The global public safety firm surveyed more than 250 healthcare and retail leaders across the U.S. for the report (PDF). Most surveyed healthcare leaders (84%) report at least “moderate operational disruption” related to safety or security challenges over the past year, with common effects including employee turnover, reduced productivity, hiring and recruitment costs and insurance or legal costs. 

“In healthcare, these pressures do not sit on the sidelines of the organization; they affect the environment in which care is delivered every day,” the report said. 

To offset potential disruptions and improve safety, eight in 10 healthcare leaders “strongly favor or favor” increasing investments geared toward improving safety and operational efficiency. 

Potential solutions include drones and counter unmanned aerial systems (70%); real-time visibility or monitoring operations centers (69%); employee wellness and resilience initiatives (67%); physical security infrastructure (65%); artificial intelligence-powered solutions (64%); fixed cameras (62%); de-escalation training for frontline employees (62%) and body cameras for security or frontline staff (58%).

In terms of AI solutions, leaders say its appeal is strongest when solutions “can help teams make sense of critical moments faster” and navigate complex environments more consistently. “Support is especially strong for tools tied to real-time awareness and training, but leaders also see value in AI that can ease communication and help staff navigate everyday decisions more efficiently,” the report noted.

Seventy-six percent of surveyed healthcare leaders “strongly favor or favor” real-time alerting for incident response, while 69% support training platforms designed to simulate real-world scenarios.

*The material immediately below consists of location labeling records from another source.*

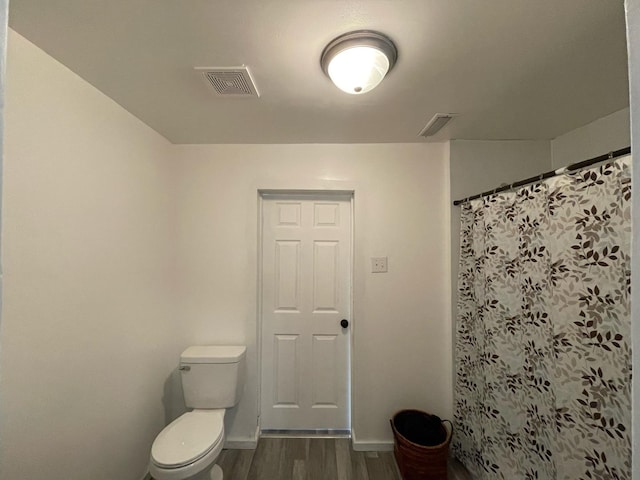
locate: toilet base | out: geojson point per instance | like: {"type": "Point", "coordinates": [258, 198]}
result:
{"type": "Point", "coordinates": [216, 473]}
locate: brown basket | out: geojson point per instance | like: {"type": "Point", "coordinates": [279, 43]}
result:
{"type": "Point", "coordinates": [419, 462]}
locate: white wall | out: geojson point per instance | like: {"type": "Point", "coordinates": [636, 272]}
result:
{"type": "Point", "coordinates": [633, 46]}
{"type": "Point", "coordinates": [599, 137]}
{"type": "Point", "coordinates": [477, 166]}
{"type": "Point", "coordinates": [401, 321]}
{"type": "Point", "coordinates": [88, 334]}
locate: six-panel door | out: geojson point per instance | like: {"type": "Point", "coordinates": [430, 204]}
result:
{"type": "Point", "coordinates": [306, 267]}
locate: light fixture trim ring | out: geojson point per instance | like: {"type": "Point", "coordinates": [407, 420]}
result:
{"type": "Point", "coordinates": [359, 38]}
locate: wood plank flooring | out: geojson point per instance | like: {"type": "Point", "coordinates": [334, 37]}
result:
{"type": "Point", "coordinates": [311, 459]}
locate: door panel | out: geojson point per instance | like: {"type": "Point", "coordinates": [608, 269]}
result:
{"type": "Point", "coordinates": [306, 291]}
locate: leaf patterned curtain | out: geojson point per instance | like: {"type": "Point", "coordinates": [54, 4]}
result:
{"type": "Point", "coordinates": [543, 347]}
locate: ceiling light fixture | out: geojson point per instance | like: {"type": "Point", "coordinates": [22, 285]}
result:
{"type": "Point", "coordinates": [357, 61]}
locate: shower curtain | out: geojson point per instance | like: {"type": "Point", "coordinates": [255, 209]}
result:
{"type": "Point", "coordinates": [543, 347]}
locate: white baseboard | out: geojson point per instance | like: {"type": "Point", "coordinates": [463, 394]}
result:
{"type": "Point", "coordinates": [243, 443]}
{"type": "Point", "coordinates": [370, 445]}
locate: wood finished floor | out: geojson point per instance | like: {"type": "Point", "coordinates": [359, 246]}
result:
{"type": "Point", "coordinates": [310, 459]}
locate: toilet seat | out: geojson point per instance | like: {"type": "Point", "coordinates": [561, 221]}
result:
{"type": "Point", "coordinates": [188, 438]}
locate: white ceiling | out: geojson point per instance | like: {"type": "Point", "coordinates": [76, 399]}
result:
{"type": "Point", "coordinates": [512, 69]}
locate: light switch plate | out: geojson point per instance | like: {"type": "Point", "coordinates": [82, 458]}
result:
{"type": "Point", "coordinates": [379, 264]}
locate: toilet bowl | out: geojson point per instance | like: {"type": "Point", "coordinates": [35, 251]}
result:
{"type": "Point", "coordinates": [189, 446]}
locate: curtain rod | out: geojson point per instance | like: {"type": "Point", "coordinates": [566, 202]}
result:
{"type": "Point", "coordinates": [552, 173]}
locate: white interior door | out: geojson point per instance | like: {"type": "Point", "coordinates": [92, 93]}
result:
{"type": "Point", "coordinates": [306, 293]}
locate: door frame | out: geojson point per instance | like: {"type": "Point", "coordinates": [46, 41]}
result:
{"type": "Point", "coordinates": [311, 193]}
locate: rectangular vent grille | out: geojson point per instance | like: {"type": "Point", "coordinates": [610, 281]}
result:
{"type": "Point", "coordinates": [438, 121]}
{"type": "Point", "coordinates": [230, 81]}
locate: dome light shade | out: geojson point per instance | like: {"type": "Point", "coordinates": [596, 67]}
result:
{"type": "Point", "coordinates": [358, 61]}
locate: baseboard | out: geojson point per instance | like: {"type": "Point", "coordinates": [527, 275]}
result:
{"type": "Point", "coordinates": [243, 443]}
{"type": "Point", "coordinates": [369, 445]}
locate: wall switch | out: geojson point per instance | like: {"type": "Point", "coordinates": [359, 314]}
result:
{"type": "Point", "coordinates": [379, 264]}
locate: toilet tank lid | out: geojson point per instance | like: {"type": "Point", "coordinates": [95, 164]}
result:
{"type": "Point", "coordinates": [213, 354]}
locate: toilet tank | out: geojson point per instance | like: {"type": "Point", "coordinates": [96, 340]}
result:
{"type": "Point", "coordinates": [212, 376]}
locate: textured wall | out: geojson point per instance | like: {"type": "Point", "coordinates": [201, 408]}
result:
{"type": "Point", "coordinates": [88, 339]}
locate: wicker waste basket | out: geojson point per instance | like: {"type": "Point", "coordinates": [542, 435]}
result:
{"type": "Point", "coordinates": [421, 445]}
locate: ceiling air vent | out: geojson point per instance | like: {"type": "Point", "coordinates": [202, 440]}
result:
{"type": "Point", "coordinates": [438, 121]}
{"type": "Point", "coordinates": [229, 81]}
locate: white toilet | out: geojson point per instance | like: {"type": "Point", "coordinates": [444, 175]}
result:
{"type": "Point", "coordinates": [187, 448]}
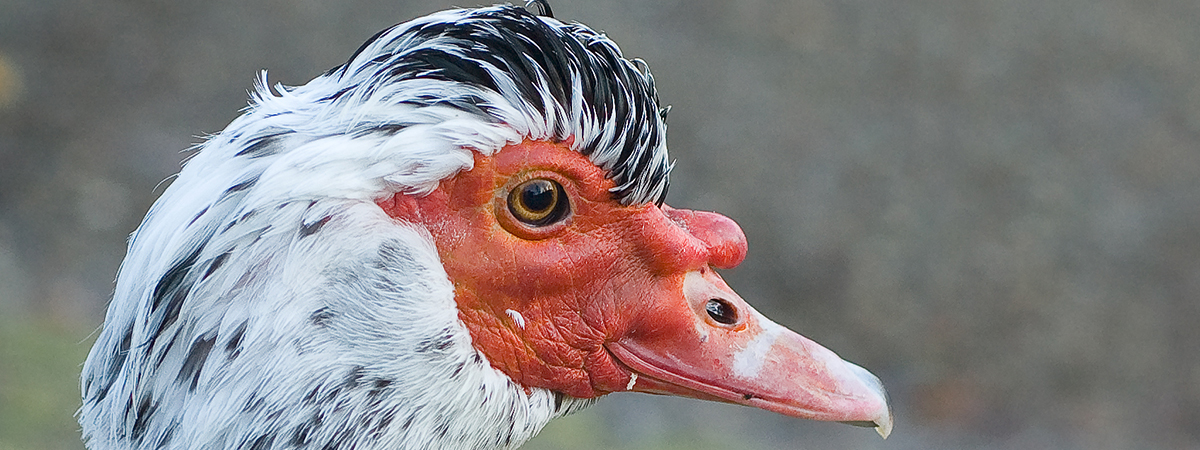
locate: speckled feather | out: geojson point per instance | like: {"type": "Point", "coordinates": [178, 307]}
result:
{"type": "Point", "coordinates": [268, 303]}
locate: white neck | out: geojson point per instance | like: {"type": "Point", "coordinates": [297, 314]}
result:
{"type": "Point", "coordinates": [343, 337]}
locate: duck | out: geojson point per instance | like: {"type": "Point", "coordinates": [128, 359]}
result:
{"type": "Point", "coordinates": [445, 243]}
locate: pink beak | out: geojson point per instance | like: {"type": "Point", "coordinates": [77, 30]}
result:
{"type": "Point", "coordinates": [711, 345]}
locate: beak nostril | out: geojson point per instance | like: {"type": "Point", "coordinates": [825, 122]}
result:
{"type": "Point", "coordinates": [721, 311]}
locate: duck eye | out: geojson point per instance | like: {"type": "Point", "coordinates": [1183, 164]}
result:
{"type": "Point", "coordinates": [539, 202]}
{"type": "Point", "coordinates": [721, 311]}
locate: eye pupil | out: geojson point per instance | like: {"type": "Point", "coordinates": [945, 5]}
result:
{"type": "Point", "coordinates": [539, 196]}
{"type": "Point", "coordinates": [721, 311]}
{"type": "Point", "coordinates": [539, 203]}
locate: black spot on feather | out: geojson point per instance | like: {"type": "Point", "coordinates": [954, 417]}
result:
{"type": "Point", "coordinates": [263, 145]}
{"type": "Point", "coordinates": [243, 185]}
{"type": "Point", "coordinates": [307, 229]}
{"type": "Point", "coordinates": [233, 348]}
{"type": "Point", "coordinates": [304, 432]}
{"type": "Point", "coordinates": [147, 407]}
{"type": "Point", "coordinates": [195, 360]}
{"type": "Point", "coordinates": [114, 367]}
{"type": "Point", "coordinates": [198, 215]}
{"type": "Point", "coordinates": [263, 442]}
{"type": "Point", "coordinates": [171, 292]}
{"type": "Point", "coordinates": [322, 317]}
{"type": "Point", "coordinates": [216, 264]}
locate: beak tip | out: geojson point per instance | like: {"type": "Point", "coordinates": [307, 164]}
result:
{"type": "Point", "coordinates": [883, 426]}
{"type": "Point", "coordinates": [883, 423]}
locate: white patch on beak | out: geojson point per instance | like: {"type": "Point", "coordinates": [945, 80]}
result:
{"type": "Point", "coordinates": [748, 363]}
{"type": "Point", "coordinates": [516, 317]}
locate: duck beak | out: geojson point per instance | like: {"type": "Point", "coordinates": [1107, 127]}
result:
{"type": "Point", "coordinates": [749, 360]}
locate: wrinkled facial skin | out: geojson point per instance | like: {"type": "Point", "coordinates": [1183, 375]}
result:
{"type": "Point", "coordinates": [576, 285]}
{"type": "Point", "coordinates": [617, 298]}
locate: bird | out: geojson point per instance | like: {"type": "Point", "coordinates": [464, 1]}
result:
{"type": "Point", "coordinates": [444, 243]}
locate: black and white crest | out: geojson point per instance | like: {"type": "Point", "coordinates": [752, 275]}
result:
{"type": "Point", "coordinates": [573, 78]}
{"type": "Point", "coordinates": [268, 303]}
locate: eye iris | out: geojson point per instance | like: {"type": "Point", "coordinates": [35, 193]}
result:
{"type": "Point", "coordinates": [539, 203]}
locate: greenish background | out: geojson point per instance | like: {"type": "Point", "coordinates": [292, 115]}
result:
{"type": "Point", "coordinates": [991, 204]}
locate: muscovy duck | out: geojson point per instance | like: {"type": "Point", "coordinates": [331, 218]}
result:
{"type": "Point", "coordinates": [445, 243]}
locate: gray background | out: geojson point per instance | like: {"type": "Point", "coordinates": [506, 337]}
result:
{"type": "Point", "coordinates": [993, 204]}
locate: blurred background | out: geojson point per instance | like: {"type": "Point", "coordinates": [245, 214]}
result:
{"type": "Point", "coordinates": [991, 204]}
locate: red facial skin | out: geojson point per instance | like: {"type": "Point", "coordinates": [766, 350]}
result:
{"type": "Point", "coordinates": [603, 293]}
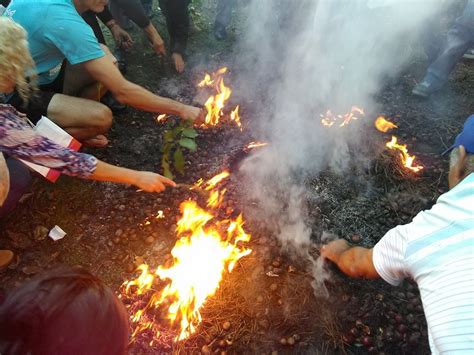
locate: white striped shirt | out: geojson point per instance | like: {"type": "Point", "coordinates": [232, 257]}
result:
{"type": "Point", "coordinates": [437, 250]}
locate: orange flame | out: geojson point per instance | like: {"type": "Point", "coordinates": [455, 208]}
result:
{"type": "Point", "coordinates": [383, 125]}
{"type": "Point", "coordinates": [215, 104]}
{"type": "Point", "coordinates": [407, 159]}
{"type": "Point", "coordinates": [234, 116]}
{"type": "Point", "coordinates": [330, 119]}
{"type": "Point", "coordinates": [252, 145]}
{"type": "Point", "coordinates": [161, 118]}
{"type": "Point", "coordinates": [200, 257]}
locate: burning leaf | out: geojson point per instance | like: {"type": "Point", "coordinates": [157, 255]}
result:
{"type": "Point", "coordinates": [330, 119]}
{"type": "Point", "coordinates": [407, 159]}
{"type": "Point", "coordinates": [383, 125]}
{"type": "Point", "coordinates": [205, 250]}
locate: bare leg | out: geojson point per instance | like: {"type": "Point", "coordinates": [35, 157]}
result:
{"type": "Point", "coordinates": [84, 119]}
{"type": "Point", "coordinates": [78, 82]}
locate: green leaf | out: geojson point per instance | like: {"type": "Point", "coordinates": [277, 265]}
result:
{"type": "Point", "coordinates": [179, 160]}
{"type": "Point", "coordinates": [166, 168]}
{"type": "Point", "coordinates": [188, 143]}
{"type": "Point", "coordinates": [190, 133]}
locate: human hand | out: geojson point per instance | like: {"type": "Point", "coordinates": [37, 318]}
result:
{"type": "Point", "coordinates": [192, 113]}
{"type": "Point", "coordinates": [122, 38]}
{"type": "Point", "coordinates": [158, 45]}
{"type": "Point", "coordinates": [178, 62]}
{"type": "Point", "coordinates": [334, 249]}
{"type": "Point", "coordinates": [151, 182]}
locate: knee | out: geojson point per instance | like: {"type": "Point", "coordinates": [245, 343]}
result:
{"type": "Point", "coordinates": [103, 118]}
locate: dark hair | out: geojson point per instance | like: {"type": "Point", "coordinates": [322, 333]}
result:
{"type": "Point", "coordinates": [64, 311]}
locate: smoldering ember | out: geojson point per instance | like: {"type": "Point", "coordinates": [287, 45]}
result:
{"type": "Point", "coordinates": [312, 130]}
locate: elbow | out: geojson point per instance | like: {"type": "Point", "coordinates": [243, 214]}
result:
{"type": "Point", "coordinates": [121, 97]}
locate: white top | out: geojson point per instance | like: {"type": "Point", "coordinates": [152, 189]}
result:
{"type": "Point", "coordinates": [437, 250]}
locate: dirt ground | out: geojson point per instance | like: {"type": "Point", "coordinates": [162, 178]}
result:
{"type": "Point", "coordinates": [108, 234]}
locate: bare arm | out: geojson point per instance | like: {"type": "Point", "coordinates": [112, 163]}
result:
{"type": "Point", "coordinates": [105, 72]}
{"type": "Point", "coordinates": [145, 180]}
{"type": "Point", "coordinates": [353, 261]}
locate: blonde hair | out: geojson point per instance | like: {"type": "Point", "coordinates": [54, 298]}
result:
{"type": "Point", "coordinates": [15, 58]}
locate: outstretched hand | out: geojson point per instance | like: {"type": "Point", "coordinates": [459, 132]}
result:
{"type": "Point", "coordinates": [195, 114]}
{"type": "Point", "coordinates": [334, 249]}
{"type": "Point", "coordinates": [151, 182]}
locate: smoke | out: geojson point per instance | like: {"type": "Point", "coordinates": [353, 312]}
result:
{"type": "Point", "coordinates": [302, 58]}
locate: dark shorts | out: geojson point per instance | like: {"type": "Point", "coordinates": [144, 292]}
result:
{"type": "Point", "coordinates": [38, 103]}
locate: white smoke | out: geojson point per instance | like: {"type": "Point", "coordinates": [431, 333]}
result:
{"type": "Point", "coordinates": [301, 58]}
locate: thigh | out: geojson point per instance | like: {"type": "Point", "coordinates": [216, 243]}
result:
{"type": "Point", "coordinates": [36, 106]}
{"type": "Point", "coordinates": [20, 179]}
{"type": "Point", "coordinates": [68, 111]}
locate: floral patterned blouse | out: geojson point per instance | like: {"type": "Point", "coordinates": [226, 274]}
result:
{"type": "Point", "coordinates": [19, 140]}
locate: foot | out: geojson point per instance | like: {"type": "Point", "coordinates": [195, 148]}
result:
{"type": "Point", "coordinates": [99, 141]}
{"type": "Point", "coordinates": [6, 257]}
{"type": "Point", "coordinates": [110, 101]}
{"type": "Point", "coordinates": [178, 62]}
{"type": "Point", "coordinates": [220, 33]}
{"type": "Point", "coordinates": [427, 86]}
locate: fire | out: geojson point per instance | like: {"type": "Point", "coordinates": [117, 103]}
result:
{"type": "Point", "coordinates": [161, 118]}
{"type": "Point", "coordinates": [215, 104]}
{"type": "Point", "coordinates": [407, 159]}
{"type": "Point", "coordinates": [330, 119]}
{"type": "Point", "coordinates": [383, 125]}
{"type": "Point", "coordinates": [252, 145]}
{"type": "Point", "coordinates": [206, 248]}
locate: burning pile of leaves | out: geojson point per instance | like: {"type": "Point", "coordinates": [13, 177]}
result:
{"type": "Point", "coordinates": [221, 285]}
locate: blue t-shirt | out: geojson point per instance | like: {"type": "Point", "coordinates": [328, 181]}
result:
{"type": "Point", "coordinates": [55, 31]}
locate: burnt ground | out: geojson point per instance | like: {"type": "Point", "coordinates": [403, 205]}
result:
{"type": "Point", "coordinates": [108, 231]}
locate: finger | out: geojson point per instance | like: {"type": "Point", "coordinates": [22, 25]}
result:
{"type": "Point", "coordinates": [166, 181]}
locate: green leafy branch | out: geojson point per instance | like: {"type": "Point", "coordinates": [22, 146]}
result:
{"type": "Point", "coordinates": [175, 140]}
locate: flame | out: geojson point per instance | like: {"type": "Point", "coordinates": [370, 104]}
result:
{"type": "Point", "coordinates": [252, 145]}
{"type": "Point", "coordinates": [407, 159]}
{"type": "Point", "coordinates": [161, 118]}
{"type": "Point", "coordinates": [330, 119]}
{"type": "Point", "coordinates": [234, 116]}
{"type": "Point", "coordinates": [215, 104]}
{"type": "Point", "coordinates": [206, 248]}
{"type": "Point", "coordinates": [383, 125]}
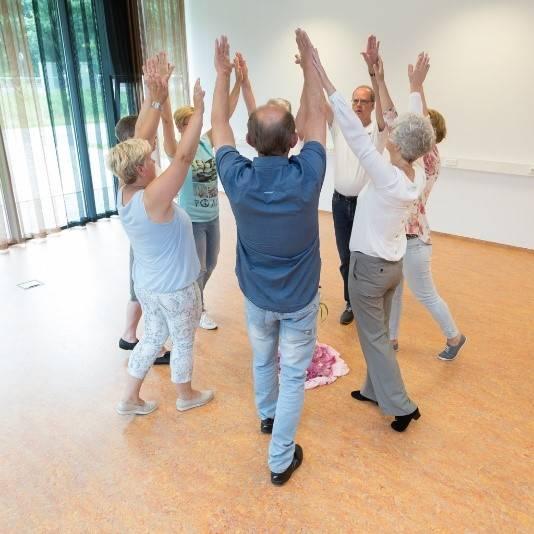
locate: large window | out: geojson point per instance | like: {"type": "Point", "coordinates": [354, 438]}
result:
{"type": "Point", "coordinates": [55, 124]}
{"type": "Point", "coordinates": [69, 69]}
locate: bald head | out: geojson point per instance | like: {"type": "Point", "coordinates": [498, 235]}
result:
{"type": "Point", "coordinates": [271, 130]}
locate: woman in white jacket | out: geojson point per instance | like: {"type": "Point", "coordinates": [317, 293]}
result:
{"type": "Point", "coordinates": [378, 240]}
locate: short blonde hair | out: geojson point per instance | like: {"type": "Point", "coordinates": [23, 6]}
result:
{"type": "Point", "coordinates": [438, 123]}
{"type": "Point", "coordinates": [182, 114]}
{"type": "Point", "coordinates": [124, 158]}
{"type": "Point", "coordinates": [286, 104]}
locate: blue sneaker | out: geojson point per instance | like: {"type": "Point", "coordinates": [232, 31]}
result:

“Healthcare leaders evaluate safety investments through a wider lens than incident reduction alone,” the report said. “Operational uptime, claims and litigation reduction, and patient experience all rank among the leading measures of success, reinforcing the idea that safety is deeply connected to continuity of care and trust in the care environment. In healthcare, safety outcomes are closely linked to patient outcomes."